The Italian company deals with a discount of 4% after announcing that it halved revenues in the second quarter of the year (-51%), with a 56% drop in own-brand stores and 37% in wholesale. Slightly smaller than the decline in profits (-36%) to 279 million also because Remo Ruffini, to safeguard the brand, wrote down the unsold item to zero, with a negative impact of 30 million. CCO Luciano Santel ruled out new inventory write-downs in the second half.
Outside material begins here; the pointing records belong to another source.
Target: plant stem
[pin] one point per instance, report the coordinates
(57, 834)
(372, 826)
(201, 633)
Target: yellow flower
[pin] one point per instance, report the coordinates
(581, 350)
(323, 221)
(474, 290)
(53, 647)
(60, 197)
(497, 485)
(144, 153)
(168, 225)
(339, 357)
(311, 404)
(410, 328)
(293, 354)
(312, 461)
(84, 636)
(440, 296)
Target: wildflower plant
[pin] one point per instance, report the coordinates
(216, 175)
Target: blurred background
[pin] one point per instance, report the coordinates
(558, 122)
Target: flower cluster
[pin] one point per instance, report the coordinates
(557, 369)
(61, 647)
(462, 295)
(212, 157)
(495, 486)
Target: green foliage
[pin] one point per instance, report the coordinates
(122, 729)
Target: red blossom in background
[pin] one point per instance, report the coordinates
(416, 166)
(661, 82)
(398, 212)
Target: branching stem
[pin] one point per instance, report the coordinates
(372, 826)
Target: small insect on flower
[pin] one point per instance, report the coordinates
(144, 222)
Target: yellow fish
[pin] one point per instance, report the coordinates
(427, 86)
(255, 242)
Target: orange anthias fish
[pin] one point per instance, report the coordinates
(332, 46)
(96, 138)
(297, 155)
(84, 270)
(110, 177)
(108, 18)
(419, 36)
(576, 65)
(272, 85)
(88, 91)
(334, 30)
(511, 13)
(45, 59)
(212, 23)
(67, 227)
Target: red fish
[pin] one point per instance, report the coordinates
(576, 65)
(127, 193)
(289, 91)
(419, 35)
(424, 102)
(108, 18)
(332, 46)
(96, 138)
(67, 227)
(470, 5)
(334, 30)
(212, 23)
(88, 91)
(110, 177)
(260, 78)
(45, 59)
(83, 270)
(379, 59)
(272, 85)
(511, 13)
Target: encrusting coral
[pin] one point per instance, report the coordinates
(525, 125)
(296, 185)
According to COO Roberto Eggs, there should be a gradual improvement especially from the beginning of 2021 thanks to the resumption of short-range travel. 

Different dimensions but similar therapies for Lvmh: revenues fall (27% to 18,4 billion dollars, -38% in the second quarter) which was partially covered with a sharp decline in bonuses, profits on a like-for-like basis amounted to 1,67 billion (-68%), around half a billion less than expectations for an operating margin of 9%. Numbers that justify a robust drop in the -4% share that many interpret as a buying opportunity, pending the purchase of Tiffany, still blocked by the US Antitrust. 

The decline in turnover was particularly marked in the sectors most exposed to travel, especially Chinese tourists, the first buyers of jewelery and watches but also of Sephora cosmetics. But on this front, judging by the June data, the recovery has already begun. The e-commerce paper will also help make ends meet, the secret weapon of both Moncler and Louis Vuitton.  

The development of the leading luxury group in China, explained Arnault, will proceed only through the electronic channel: Lvmh will no longer invest a single euro to open stores in the 120 cities with a million inhabitants or more. “Our e-commerce sites – explains the financial director Jean Jacques Guiony – will replace the growth of physical poles thanks to the appeal towards younger consumers”. “Digital – replies Remo Ruffini remotely – will be the language that will inspire our products. To be in the future we must be reborn digital”. It is the obligatory development of a disenchanted vision in a future in which, for a long time, we will travel less and compete more than yesterday on prices. This is why Moncler has decided to internalize e-commerce, until now managed through Yoox

 It will not be the shop near the house that will benefit, but the virtual mega outlets, with robust recourse to testimonials and personalized narrations. Solutions that tend to favor the largest and, consequently, the mergers. But, Ruffini reiterates, Moncler is not for sale. Tonight, with the bag closed, the replica of Kering alias Gucci.